Birçok teori olmasına rağmen, bugün hala dikkat kavramının açık ve evrensel bir tanımı yoktur. Bununla birlikte, kesin kesin olarak bilinen, bu temel bilişsel sürecin, zihinsel bozuklukların kökeninde ve korunmasında ve özellikle de endişe bozukluklarında büyük önem taşıdığıdır..

Aşağıdaki satırlarda göstereceğiz Önyargı Düzeltme tekniğinin, sosyal anksiyete bozukluğu veya sosyal fobinin tedavisi için tasarlanmış yeni bir dikkat psikolojik teknik.

  • İlgili makale: "Utangaçlık ve sosyal fobi arasındaki 4 fark"

Akıl hastalıklarının bakımı ve tedavisi

Shechner ve ark. (2012), dikkatin, beynin belirli bilgilerin işlemesine öncelik vermesini sağlayan farklı bilişsel işlevler içeren temel bir süreçtir. Belirli uyaranlara veya bilgilere katılmamak ya da katılmamak, kişinin gelişimini etkileyebilir, çünkü Dikkat, hafızanın ve öğrenmenin temelidir.. Yalnızca katıldığınız deneyimleri öğrenebilir ve ezberleyebilirsiniz.

DSM-5'e (Zihinsel Bozuklukların Tanısal ve İstatistiksel El Kitabı) göre, sosyal fobi “bireyin diğer insanlar tarafından muhtemel muayeneye maruz kaldığı bir veya daha fazla sosyal durumda yoğun korku veya endişe” ile tanımlanır..

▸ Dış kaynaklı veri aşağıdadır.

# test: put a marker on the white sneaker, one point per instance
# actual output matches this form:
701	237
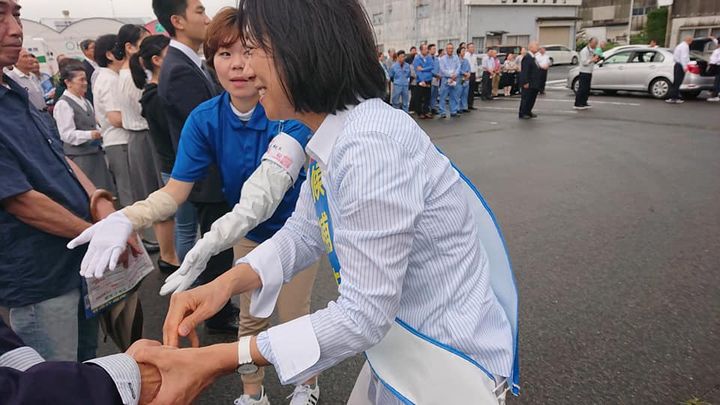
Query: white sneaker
247	400
305	395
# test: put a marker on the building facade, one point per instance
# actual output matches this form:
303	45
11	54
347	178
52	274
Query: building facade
400	24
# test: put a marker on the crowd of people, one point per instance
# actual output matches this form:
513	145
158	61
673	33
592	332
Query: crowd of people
429	82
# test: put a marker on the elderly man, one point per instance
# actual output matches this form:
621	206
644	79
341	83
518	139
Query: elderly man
23	76
44	202
681	55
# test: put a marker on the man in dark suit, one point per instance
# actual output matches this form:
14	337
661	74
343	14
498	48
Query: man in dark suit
530	81
25	378
88	48
186	82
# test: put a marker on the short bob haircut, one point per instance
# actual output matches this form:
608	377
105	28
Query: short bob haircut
222	32
298	35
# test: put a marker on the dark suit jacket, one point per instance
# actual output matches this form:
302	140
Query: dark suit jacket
530	73
53	382
183	86
89	69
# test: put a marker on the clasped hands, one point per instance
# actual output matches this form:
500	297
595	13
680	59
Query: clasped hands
174	375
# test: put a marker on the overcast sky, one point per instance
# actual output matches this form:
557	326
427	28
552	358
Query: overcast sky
37	9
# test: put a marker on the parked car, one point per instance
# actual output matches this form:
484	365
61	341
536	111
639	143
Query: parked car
560	54
645	69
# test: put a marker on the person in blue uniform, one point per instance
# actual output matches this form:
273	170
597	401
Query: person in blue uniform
260	164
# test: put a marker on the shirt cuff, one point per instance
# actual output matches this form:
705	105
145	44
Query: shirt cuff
21	358
125	372
265	261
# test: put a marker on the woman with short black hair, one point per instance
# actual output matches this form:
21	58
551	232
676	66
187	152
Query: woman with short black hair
425	287
75	118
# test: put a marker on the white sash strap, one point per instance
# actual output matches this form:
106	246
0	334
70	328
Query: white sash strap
421	372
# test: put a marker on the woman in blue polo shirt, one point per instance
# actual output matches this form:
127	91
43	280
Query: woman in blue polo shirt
260	164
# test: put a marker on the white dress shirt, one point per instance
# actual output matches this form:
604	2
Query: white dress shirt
472	60
123	370
407	243
31	84
65	118
681	54
129	101
105	99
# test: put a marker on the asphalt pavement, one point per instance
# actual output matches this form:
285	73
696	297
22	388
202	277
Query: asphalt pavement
612	220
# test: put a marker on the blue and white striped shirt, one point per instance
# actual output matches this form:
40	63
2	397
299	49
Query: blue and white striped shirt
407	244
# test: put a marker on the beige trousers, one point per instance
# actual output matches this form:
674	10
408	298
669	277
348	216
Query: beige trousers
293	302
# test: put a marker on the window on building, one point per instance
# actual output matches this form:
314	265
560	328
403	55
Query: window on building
377	19
479	44
423	11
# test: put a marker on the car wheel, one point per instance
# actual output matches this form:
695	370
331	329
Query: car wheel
576	85
660	88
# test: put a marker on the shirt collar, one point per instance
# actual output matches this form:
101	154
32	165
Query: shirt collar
78	100
187	51
323	141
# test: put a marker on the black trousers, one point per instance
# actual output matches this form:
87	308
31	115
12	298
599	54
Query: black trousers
422	95
583	90
678	77
527	101
486	93
473	89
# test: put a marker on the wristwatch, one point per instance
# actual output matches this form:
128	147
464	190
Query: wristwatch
245	363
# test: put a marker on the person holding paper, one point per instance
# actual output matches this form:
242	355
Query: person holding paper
425	287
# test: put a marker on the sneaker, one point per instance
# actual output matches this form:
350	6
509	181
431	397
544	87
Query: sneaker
248	400
305	395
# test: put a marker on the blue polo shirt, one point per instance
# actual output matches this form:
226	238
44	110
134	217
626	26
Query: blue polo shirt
34	266
427	64
213	133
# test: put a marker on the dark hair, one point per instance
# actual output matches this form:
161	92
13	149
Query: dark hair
312	81
69	69
150	47
129	33
165	9
103	45
221	33
85	44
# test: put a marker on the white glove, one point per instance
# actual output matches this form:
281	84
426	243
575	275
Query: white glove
260	196
108	239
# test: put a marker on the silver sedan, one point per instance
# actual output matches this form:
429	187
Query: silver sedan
644	69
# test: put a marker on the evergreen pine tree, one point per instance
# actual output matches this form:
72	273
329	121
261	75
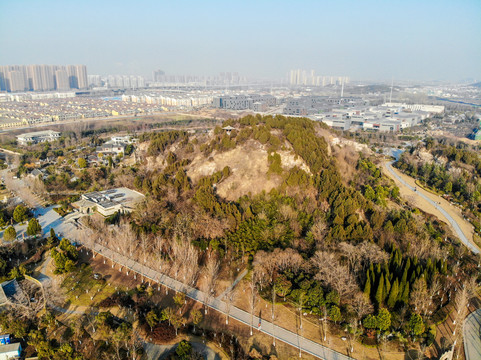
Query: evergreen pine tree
393	295
367	286
380	291
387	288
405	294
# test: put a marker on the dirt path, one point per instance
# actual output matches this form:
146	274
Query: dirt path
433	204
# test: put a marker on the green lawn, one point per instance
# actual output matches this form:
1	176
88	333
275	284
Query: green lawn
76	286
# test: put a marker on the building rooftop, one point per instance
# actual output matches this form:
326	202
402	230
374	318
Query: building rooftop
38	133
10	347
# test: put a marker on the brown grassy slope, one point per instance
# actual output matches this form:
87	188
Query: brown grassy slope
249	166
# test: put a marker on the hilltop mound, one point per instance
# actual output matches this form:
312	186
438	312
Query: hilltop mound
249	169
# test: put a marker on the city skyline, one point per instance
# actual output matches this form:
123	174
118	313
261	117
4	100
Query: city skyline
34	77
362	40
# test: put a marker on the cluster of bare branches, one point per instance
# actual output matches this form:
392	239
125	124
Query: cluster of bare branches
361	256
334	275
267	265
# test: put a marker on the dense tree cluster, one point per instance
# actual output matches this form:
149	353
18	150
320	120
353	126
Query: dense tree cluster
65	256
453	169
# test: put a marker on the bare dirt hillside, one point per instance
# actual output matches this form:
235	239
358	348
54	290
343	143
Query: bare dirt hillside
249	166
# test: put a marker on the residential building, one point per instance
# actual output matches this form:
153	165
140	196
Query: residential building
243	102
108	202
15	78
37	137
10	351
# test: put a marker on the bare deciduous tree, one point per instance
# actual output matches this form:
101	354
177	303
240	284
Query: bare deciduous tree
334	275
253	300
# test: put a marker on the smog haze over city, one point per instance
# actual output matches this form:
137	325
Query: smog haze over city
272	180
366	40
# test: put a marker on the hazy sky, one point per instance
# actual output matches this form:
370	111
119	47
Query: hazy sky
407	39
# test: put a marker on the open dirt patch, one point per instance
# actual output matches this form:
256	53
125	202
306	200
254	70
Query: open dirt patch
249	166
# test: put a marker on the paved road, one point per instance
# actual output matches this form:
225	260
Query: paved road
448	217
240	315
472	336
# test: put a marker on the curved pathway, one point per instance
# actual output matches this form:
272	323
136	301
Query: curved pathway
284	335
454	225
472	336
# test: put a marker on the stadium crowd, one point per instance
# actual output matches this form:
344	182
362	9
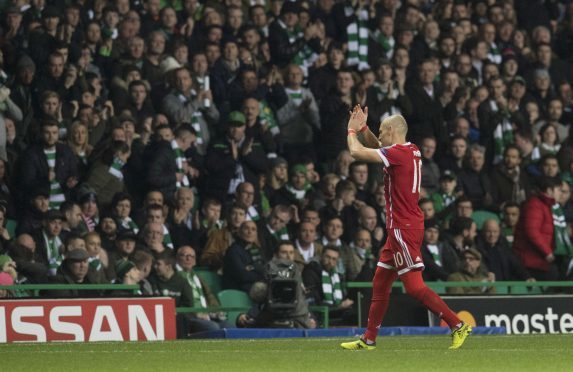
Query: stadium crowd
141	139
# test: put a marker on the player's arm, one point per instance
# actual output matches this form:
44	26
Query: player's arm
357	149
360	152
370	139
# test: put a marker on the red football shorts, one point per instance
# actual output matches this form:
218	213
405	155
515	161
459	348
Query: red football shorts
402	251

Kişi, etrafındakiler tarafından olumsuz olarak değerlendirilebilecek belirli bir şekilde davranmaktan korkuyor. Demek istediğim, başkaları tarafından yargılanmaktan ve onun performansı için reddedilmekten korkuyor Birkaç kişiyi içeren bir durumda. Bu durumlar, önemli bir kitleyle konuşmanızdan, tanıdığınız biriyle basit bir konuşmanıza kadar değişebilir..

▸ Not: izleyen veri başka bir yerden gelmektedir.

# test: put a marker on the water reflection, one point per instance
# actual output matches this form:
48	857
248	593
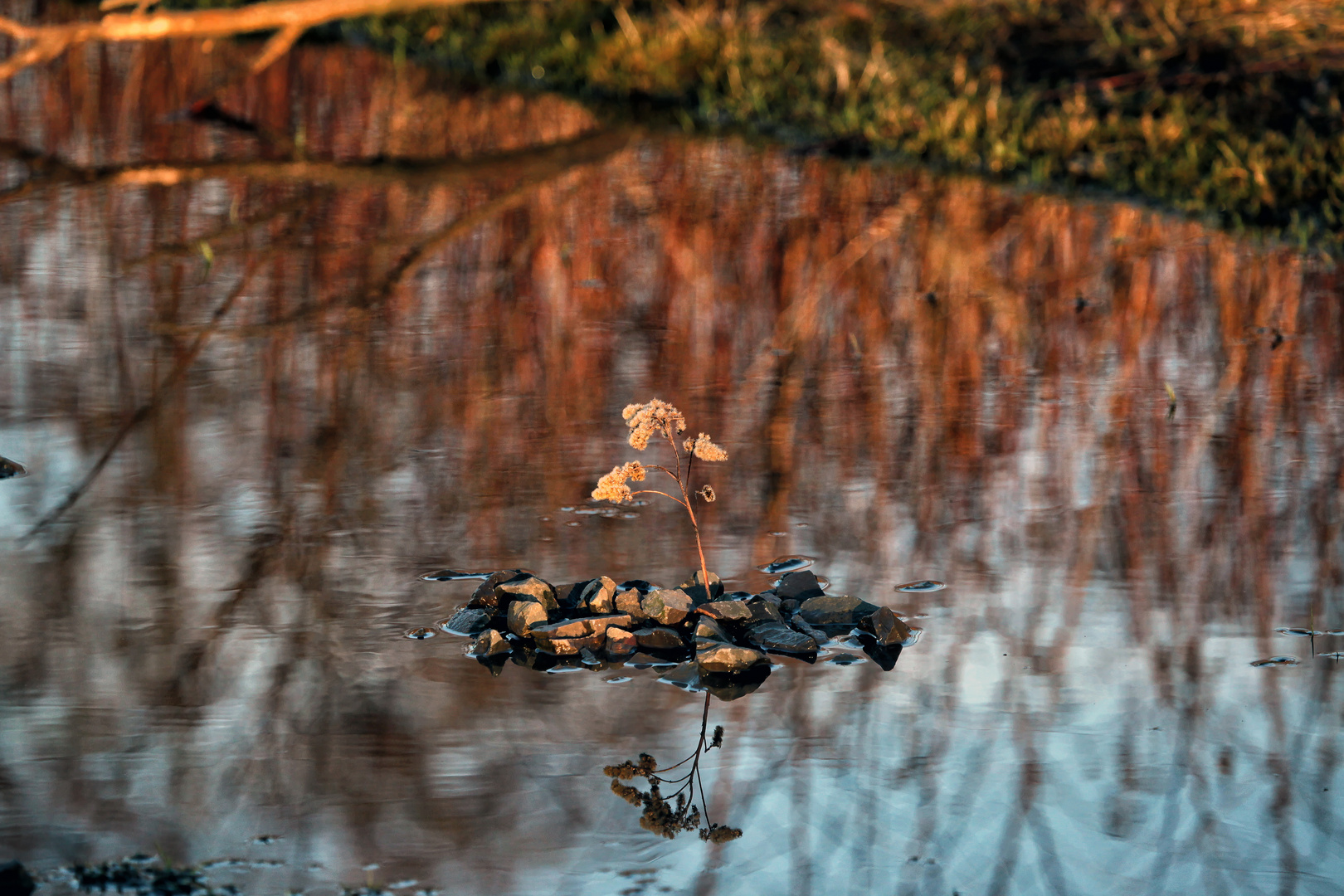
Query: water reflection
240	468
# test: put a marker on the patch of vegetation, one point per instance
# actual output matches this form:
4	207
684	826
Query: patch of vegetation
1224	109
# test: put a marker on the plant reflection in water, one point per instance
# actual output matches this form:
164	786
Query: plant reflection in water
678	811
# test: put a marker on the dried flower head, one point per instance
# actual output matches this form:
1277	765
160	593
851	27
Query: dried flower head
704	449
613	488
657	416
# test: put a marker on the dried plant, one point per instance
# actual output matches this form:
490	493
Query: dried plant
676	813
657	418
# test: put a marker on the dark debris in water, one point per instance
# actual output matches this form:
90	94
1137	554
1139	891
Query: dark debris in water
713	641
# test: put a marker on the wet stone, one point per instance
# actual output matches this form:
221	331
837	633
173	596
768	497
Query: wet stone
728	659
667	607
527	587
629	602
886	627
839	610
485	594
620	641
656	638
799	586
694	587
488	644
598	597
726	610
789	563
523	616
466	621
776	635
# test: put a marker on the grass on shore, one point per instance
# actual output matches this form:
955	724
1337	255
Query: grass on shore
1224	109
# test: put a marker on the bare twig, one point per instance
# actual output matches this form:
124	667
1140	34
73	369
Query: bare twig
290	19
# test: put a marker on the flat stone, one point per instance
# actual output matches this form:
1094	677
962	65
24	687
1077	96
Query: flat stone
667	607
694	587
886	626
523	616
629	603
726	610
728	659
468	621
657	638
799	586
572	646
527	587
620	642
709	631
485	594
763	610
776	635
488	644
598	597
835	611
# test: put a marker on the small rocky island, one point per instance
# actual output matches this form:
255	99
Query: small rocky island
719	641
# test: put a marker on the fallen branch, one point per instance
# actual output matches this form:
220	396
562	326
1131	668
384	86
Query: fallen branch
290	19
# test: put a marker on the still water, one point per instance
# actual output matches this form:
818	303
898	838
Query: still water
262	377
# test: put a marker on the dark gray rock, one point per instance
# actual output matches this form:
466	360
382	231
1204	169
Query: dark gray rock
835	611
667	607
466	621
726	610
598	597
776	635
886	627
656	638
799	586
728	659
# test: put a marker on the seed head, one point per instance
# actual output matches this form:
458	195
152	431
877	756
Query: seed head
704	449
657	416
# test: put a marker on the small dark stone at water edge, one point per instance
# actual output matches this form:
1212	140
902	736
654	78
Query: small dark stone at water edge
15	880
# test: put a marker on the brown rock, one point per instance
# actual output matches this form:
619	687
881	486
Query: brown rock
834	611
527	587
659	638
886	626
620	642
523	616
600	596
728	659
570	646
488	644
668	607
726	610
629	602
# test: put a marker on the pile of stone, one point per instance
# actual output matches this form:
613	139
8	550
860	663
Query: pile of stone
516	616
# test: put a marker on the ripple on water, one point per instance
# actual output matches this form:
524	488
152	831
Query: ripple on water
923	586
453	575
791	563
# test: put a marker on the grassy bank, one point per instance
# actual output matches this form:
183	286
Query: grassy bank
1222	109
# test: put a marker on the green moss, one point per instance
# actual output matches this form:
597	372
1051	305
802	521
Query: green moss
1220	109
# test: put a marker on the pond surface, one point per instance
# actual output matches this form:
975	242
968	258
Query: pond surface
257	398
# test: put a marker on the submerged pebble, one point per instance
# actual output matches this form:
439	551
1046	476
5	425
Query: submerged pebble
923	586
791	563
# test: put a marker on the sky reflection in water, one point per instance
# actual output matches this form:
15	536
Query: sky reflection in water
425	370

Najmi, Kuckertz ve Amir (2011), endişe duyan kişilerin, tehditkar olduğunu düşündükleri çevre unsurlarına seçici olarak katıldıklarını, ortamın geri kalanında da tarafsız veya olumlu unsurlar bulabileceklerini gösterdiler. Bu dikkat yanlılığı genellikle, artan endişe ve hastalığın uzun süreli kalıcılığıyla sonuçlanan yanlış değer yargılarına yol açar..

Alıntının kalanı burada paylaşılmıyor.